By Vernon A. Williams, Gary Crusader
True story. I had not been in the otherwise all-white newsroom of the Gary Post-Tribune a month before I could overhear a crowd of reporters yacking it up as they often did after morning deadline.
The loudest voice was a popular reporter who primed his captive audience for what he promised was a rib-slapping funny joke. It went like this: “What is the epitome of confusion?” He paused and then answered, “Father’s Day in Gary.” The men bellowed.
After the small group dispersed with each returning to his cubicle, it seemed a good time for my first one-on-one chat with the distasteful comic. Without sharing verbatim the conversation, rest assured that I delineated my concerns and intolerance for similarly inappropriate racist humor.
My goal wasn’t to change the habits of these “good ole boys.” They just needed to know not to bring it around me – that it was not okay. Word got around the newsroom about the attitude of this audacious Black “rookie” reporter. Though perhaps occasionally shunned, I never heard another joke from over the remaining 10 years I was there.

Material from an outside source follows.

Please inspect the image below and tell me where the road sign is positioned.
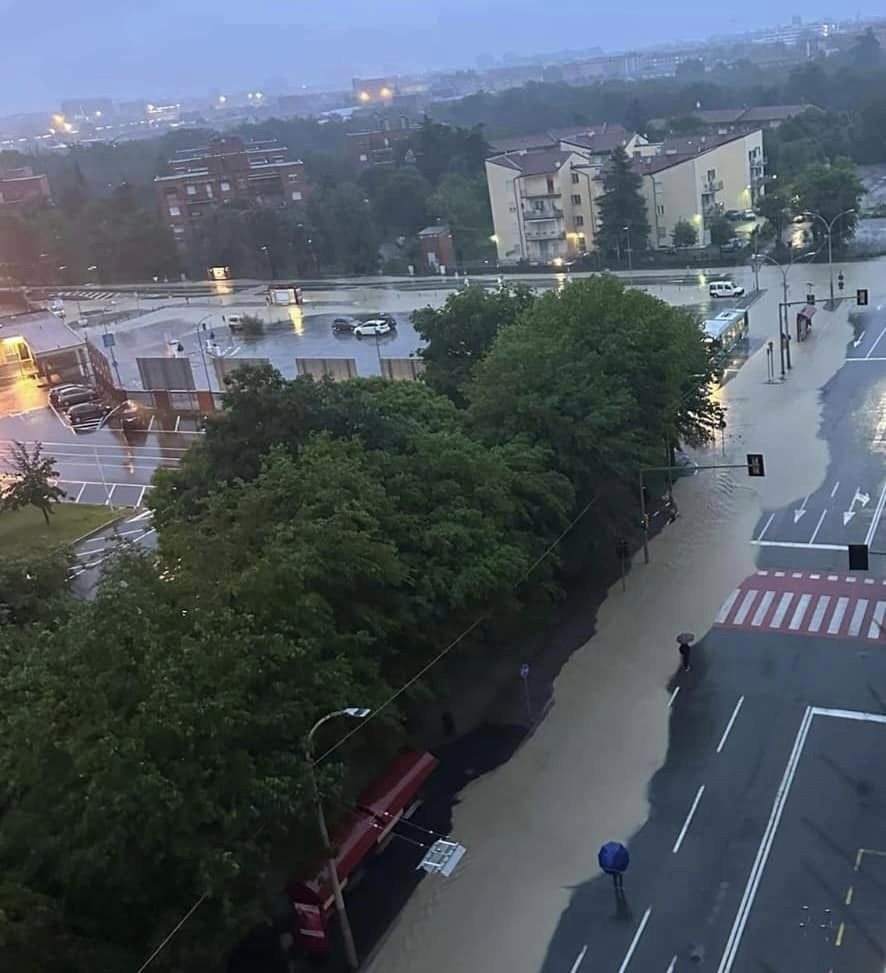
[418,838,466,878]
[848,544,868,571]
[747,453,766,476]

Their immediate conclusion was that “the new guy” was too thin-skinned and had no sense of humor. On the contrary, few love a good laugh more. The problem was subject matter – and the knowledge that if you made them feel like it was alright, the situation would eventually escalate out of control.
It is always easier to eliminate the risk than monitor the propriety of a risqué joke.
Of course, perpetrators feign ignorance in the wake of obliterating sensibilities. Some subject matter is simply off limits. One is race. Even if they try to substitute a Latino, Polish or Asian “goat” for the punch line. The second “no fly” zone for jokes is what we call “the dozens” – disparaging remarks about mother or father.
My journalism colleague’s unacceptable quip violated both.
Even some African Americans at the time suggested that I lighten up. Somehow, the bitter and constant antagonism Black fathers faced in the U.S. pardoned their being the punch line of the joke. That went way beyond the pale. I knew that the more ridicule America forced Black men to endure, the harder for society to respect their manhood.
The emasculation of the Black American male started before the Mayflower, peaked during enslavement, viciously intensified during the Jim Crow era and remains pertinent as ever in the new millennium. Some scoff at the notion, quick to point out social and economic gains of African Americans in 2018. That “progress” is deceptive.
The esteem availed African American men diminishes every time there is another unarmed victim of a deadly police shooting When every Black child or woman is abused or disrespected by those sworn to serve and protect, Black men become more marginalized. African American fatherhood is down by law when public housing forbade the presence of a Black male in the household.
There is no mystery. The conspiracy to undermine the respectability of the African American father is strategic and broad. Drug abuse, alcoholism, targeted by police, reduced to a commodity in court, mental illness, unemployment, health needs, and lack of economic opportunities impair the efforts of millions of brothers from coast to coast.
Most Black men rise to the challenge of fatherhood in spite of obstacles.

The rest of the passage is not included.